Plaintiffs point to the "express provision of law" language in Fahey; the Commission to the language concerning powers "incident to" express authority and "fair implication and intendment."

The Commission also relies on an opinion of the Attorney General concluding that Merit Commissions established under chapter 34 may prohibit a deputy sheriff from becoming a candidate for political office. (1978 Ill. Op. Att'y Gen. No. 5-1347.) In this opinion, the Attorney General reasoned that the phrase "recognized merit principles of public employment" found in section 58.1 is given content by section 2 of "An Act to define and regulate political activity by merit employees * * *" (Ill. Rev. Stat. 1975, ch. 24 1/2, par. 38t), which regulates political activities of State merit employees. We note however, that section 2 only regulates political activities during working time, while the provision at issue in the instant case also covers non-working time. Finally, the Commission relies on a circuit court decision, Thomas Brown et al. v. Lake County Sheriff's Office Merit Commission et al., 76 CH 65, upholding the constitutionality of article II, section 7, of the Commission's Rules and Regulations. Apparently this decision was not appealed.

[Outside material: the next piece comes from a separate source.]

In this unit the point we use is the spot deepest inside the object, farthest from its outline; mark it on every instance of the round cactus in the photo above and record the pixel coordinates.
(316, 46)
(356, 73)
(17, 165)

• 3 In issuing the preliminary injunction, the trial court found that the Commission was without authority to enact a rule limiting the political activities of sheriff's deputies. We disagree. Unlike Fahey, in this case the Commission can point to analogous statutory provisions (i.e., Ill. Rev. Stat. 1979, ch. 125, pars. 63, 114; ch. 24 1/2, par. 38t) to show that a rule limiting political activities is within "recognized merit principles of public employment." Thus, we conclude that the Commission has the authority to enact some kind of limitation on the political activities of deputy sheriffs. We note that the Appellate Court for the Third District reached a similar conclusion in analyzing the analogous situation of municipalities and the municipal code. (See Redemske v. Village of Romeoville (1980), 85 Ill. App.3d 286, 406 N.E.2d 602.) In holding that the Commission has the authority to enact a limitation on political activities we wish to make it clear that we are reserving judgment on scope of the rule actually adopted. While plaintiffs raised a number of constitutional challenges to the rule, the trial court did not rule on these issues, although it noted that they "may have merit." Unlike the Redemske case, the instant case comes before us on an interlocutory appeal without an evidentiary record. This being the case, we rule only on the narrow question before us: whether the trial court's issuance of a preliminary injunction on the grounds of a lack of authority to adopt rules and regulations limiting political activities by classified personnel was proper.

For the foregoing reasons the judgment of the Circuit Court of Lake County is reversed and this cause is remanded for further proceedings not inconsistent with this opinion including, but not limited to, a reevaluation of the plaintiffs' likelihood of success on the merits.

Reversed and remanded.

SEIDENFELD, P.J., and WOODWARD, J., concur.